Since April 21 is Al Purdy Day, I think it appropriate to consider this phrase I heard from Al back in the eighties when he did a reading in Hamilton. I don’t remember the ins and outs of the discussion that led to this remark but it did stick with me, and to such an extent that I had it engraved into a bracelet.

So, poetry is dangerous? Aside from possibly irritating someone bigger and stronger, how can there be anything “dangerous” about playing around with words? Al gives a tongue in cheek glimpse of the dangers in his poem “At the Quinte Hotel” but it can run deeper than a bar brawl.

There is, of course, the physical: when some macho man takes delight in manhandling the wimp poet. That is the least of a poet’s worries. It is the ambiguous influences of poetry on a life that are more dangerous and perhaps not as easily recognized.

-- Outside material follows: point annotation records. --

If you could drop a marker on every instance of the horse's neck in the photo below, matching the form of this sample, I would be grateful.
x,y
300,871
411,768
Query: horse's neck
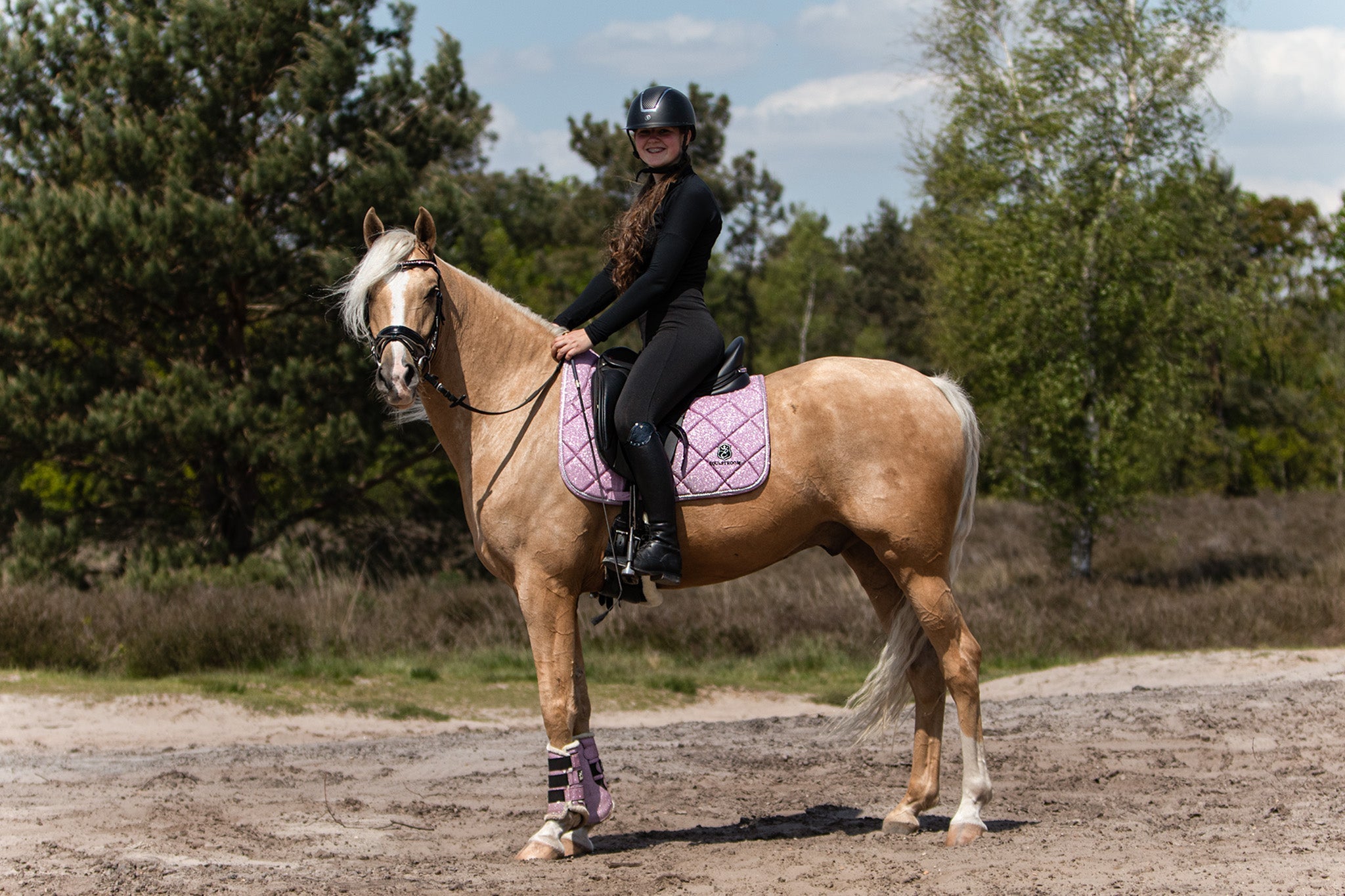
x,y
496,352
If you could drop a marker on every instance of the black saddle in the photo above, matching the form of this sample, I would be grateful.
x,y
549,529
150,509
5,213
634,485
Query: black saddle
x,y
609,377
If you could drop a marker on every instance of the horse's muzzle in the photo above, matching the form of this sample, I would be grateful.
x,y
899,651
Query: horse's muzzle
x,y
397,378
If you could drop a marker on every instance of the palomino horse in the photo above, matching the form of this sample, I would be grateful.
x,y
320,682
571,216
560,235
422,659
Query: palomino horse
x,y
873,461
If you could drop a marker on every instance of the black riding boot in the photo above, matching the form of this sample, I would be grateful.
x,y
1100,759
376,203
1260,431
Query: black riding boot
x,y
615,551
659,557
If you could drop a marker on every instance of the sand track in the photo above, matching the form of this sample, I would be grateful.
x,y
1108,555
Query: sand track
x,y
1199,773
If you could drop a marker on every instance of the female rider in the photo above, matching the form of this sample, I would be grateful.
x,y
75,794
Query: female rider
x,y
661,249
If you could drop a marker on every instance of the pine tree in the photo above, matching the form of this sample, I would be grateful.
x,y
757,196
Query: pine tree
x,y
179,181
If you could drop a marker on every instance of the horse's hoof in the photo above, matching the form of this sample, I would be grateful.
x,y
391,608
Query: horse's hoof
x,y
900,821
539,851
963,834
576,843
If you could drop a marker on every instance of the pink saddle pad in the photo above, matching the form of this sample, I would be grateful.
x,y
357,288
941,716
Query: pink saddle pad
x,y
728,437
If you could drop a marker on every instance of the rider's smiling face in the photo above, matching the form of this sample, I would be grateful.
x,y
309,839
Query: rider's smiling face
x,y
658,146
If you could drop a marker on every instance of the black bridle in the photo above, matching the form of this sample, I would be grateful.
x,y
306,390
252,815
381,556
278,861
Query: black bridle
x,y
423,347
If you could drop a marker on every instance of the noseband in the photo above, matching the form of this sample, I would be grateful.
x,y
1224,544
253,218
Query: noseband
x,y
423,347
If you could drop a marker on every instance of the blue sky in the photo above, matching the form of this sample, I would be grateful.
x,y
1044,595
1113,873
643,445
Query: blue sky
x,y
827,92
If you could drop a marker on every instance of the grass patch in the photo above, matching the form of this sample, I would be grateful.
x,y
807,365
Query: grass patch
x,y
1188,574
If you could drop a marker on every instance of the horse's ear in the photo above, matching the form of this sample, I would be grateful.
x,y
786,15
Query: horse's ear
x,y
373,227
426,228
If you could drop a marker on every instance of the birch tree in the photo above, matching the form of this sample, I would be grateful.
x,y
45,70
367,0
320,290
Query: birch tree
x,y
1061,289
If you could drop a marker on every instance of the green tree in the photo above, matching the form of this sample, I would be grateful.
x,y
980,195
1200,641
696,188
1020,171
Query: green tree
x,y
1279,405
1063,191
803,291
751,232
885,292
178,179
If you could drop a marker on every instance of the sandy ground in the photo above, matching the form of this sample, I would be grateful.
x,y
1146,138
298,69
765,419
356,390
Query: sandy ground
x,y
1216,773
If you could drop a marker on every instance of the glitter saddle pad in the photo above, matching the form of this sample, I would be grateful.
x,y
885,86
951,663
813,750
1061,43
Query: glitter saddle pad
x,y
728,437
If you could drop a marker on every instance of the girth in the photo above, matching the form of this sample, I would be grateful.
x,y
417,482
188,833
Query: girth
x,y
609,377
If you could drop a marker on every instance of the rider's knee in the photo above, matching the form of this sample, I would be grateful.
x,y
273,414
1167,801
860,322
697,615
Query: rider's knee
x,y
638,435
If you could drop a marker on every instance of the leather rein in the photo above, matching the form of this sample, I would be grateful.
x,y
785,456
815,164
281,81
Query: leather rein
x,y
423,347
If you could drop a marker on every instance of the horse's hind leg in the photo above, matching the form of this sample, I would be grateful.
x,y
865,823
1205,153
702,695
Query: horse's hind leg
x,y
927,687
926,680
959,660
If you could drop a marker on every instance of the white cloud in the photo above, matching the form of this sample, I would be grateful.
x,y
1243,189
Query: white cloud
x,y
864,32
1285,95
705,46
508,66
1327,194
875,91
1283,75
521,148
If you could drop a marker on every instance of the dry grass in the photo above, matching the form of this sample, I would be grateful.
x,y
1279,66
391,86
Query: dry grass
x,y
1188,574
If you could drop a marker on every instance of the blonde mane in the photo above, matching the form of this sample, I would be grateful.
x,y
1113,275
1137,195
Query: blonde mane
x,y
380,261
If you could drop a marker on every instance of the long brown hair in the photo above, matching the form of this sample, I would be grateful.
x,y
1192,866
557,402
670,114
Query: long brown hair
x,y
626,240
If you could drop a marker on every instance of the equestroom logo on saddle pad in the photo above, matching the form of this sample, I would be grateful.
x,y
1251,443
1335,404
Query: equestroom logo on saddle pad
x,y
728,435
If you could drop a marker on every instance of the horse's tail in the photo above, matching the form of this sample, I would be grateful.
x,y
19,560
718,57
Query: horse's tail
x,y
971,453
887,692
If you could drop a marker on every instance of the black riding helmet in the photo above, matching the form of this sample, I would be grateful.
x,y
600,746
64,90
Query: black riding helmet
x,y
659,108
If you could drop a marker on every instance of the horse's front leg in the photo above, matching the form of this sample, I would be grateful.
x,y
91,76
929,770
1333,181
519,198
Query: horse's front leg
x,y
577,797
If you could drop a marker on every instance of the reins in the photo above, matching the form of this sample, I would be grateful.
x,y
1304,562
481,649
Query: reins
x,y
423,349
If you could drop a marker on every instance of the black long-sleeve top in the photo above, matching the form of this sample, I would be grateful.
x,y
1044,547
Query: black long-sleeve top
x,y
685,228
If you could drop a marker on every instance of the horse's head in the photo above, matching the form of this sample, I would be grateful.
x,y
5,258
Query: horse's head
x,y
396,300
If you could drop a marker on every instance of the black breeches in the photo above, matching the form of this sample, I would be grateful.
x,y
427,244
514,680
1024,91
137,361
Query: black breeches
x,y
682,355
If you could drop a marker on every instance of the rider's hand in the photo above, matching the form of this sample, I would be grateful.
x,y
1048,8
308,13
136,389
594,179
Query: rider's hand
x,y
567,345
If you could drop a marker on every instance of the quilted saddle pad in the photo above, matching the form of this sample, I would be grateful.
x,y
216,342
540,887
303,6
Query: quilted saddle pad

Poetry, the making and writing, the publishing and performing – “chasing the Muse” – can become as consuming as an addiction. When all of the poet’s time revolves around poetry, the “normal” aspects of life suffer. Poets may isolate themselves from their family and loved ones. Their circle of friends becomes a collection of only those who deal with poetry. You seldom find a fervent poet who writes “on the side” no matter how good or dedicated they are. And how much good is a life spent scrambling from grant to award and all the stops between?

We poets cannot live by words and poems only. We need to live, to dig our fingers into the soil and cup water in our hands even if metaphorically. To exist otherwise is dangerous. Dangerous to ourselves and how others perceive us but also dangerous for our work, for our mission. If we isolate ourselves from living as others live, how can we experience that life, explain its joys and sorrows, explore its meanings. Isn’t that why we are poets?

So keep a wary eye out for what poetry may be doing to you. We know it’s not easy; when it begins to seem so remember, the muse is cunning and powerful. Or as Al Purdy warned me, “Poetry is dangerous.”